Like other nursing homes most engaged in culture change, OLV and Beechwood report that residents are more satisfied and healthy, and workers are happier.
At OLV, the facility is seeing weight gain among residents and a reduction in the use of nutritional supplements, as well as a reduction in the use of anti-anxiety medications, Gomlak said.
One key to success will be signs of lower staff turnover, a chronic problem at nursing homes.
“You can’t implement an expensive program, train your employees and then have them leave,” Gomlak said.
A survey released this year by the Commonwealth Fund found that only 5 percent of nursing homes describe themselves as completely adopting culture change.

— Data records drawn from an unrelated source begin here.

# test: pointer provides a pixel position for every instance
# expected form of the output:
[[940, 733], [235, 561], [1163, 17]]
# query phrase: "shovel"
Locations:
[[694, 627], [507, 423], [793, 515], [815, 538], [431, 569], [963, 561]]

Resistance is about more than an unwillingness to change.
Operators question whether regulators will punish them for doing things differently. They remain skeptical about the costs, especially with a reimbursement system biased toward acute care. They worry about lawsuits from families if giving residents more independence leads to injuries.
At Beechwood this summer, officials spent days deciding whether to allow an elderly woman to sit outside by herself and read a book, something they would not have allowed in the past.
“All you think about is whether they’re going to fall or walk away in confusion and get lost,” said Susan Moran, the facility’s neighborhood director.
“For us, it was such a big deal to let her out that we celebrated,” she said.
There is evidence that culture change makes good business sense in addition to being the right thing to do, but advocates must make the case.
“You have to do well to do good, and we have to sell this as good business. The good news is it is,” said Bonnie Kantor, executive director of the nonprofit Pioneer Network, a national advocacy group that formed in 1997 to promote reforms.
If you ask Neureuter at Beechwood, there is no doubt.
“I’ve lived both ways, and I like what’s happening now,” he said. “You get to do things how you want to do them.”